Google’s Chromecast is sold out everywhere, but I was lucky enough to snag one at my local Best Buy a couple days after it was announced. Best Buy must have just gotten them in, because I couldn’t find them anywhere on the floor, and the blue-shirt had to look in the back. Once home, I unplugged the AppleTV and replaced it with the Chromecast. While cool, I was immediately unimpressed with it’s functionality compared to the AppleTV.

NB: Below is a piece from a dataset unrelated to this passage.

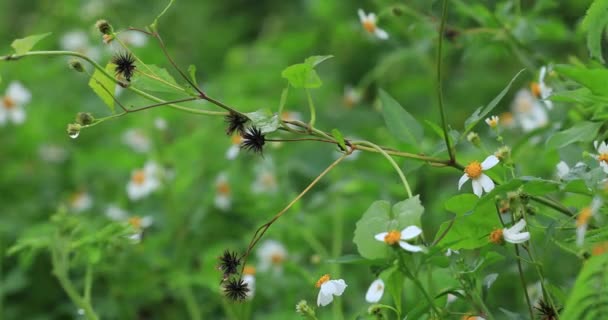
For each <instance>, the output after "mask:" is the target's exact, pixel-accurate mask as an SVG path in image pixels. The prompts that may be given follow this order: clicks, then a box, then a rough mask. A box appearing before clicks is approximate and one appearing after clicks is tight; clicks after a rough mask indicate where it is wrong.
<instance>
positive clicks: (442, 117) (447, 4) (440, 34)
mask: <svg viewBox="0 0 608 320" xmlns="http://www.w3.org/2000/svg"><path fill="white" fill-rule="evenodd" d="M442 3H443V9H442V12H441V24H440V25H439V39H438V40H437V103H438V104H439V111H440V113H441V126H442V128H443V137H444V139H445V145H446V147H447V149H448V154H449V155H450V161H451V162H455V161H456V155H455V154H454V149H453V147H452V146H451V144H450V135H449V132H448V124H447V117H446V114H445V106H444V105H443V88H442V81H441V60H442V59H441V49H442V47H443V33H444V30H445V22H446V20H447V12H448V1H447V0H443V1H442Z"/></svg>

But a couple weeks later I gave it a try in a hotel room, and it was perfect. I couldn’t take the AppleTV with me because my family uses it at home, but the Chromecast was suitably unused and portable. So I threw it in my bag as a substitute. In my hotel room, I connected a travel router to the room’s ethernet jack. I’ve found in the past that this gives me better speed and a more consistent connection than a hotel’s wi-fi, but this time it also had the added benefit of putting my Chromecast and iPhone (which is used to control the Chromcast) on the same network. While it wasn’t necessary on this particular hotel’s network, a travel router also gets around the login page hoop that some hotel networks require*. This setup worked out really well, and I was successfully able to cast Netflix and YouTube videos wirelessly from my phone to the room’s TV.
* These networks often remember your device by it’s MAC address. First connect your laptop to the network, log in with that, then spoof your laptop’s MAC address with the router, making sure it’s in router mode and not AP mode.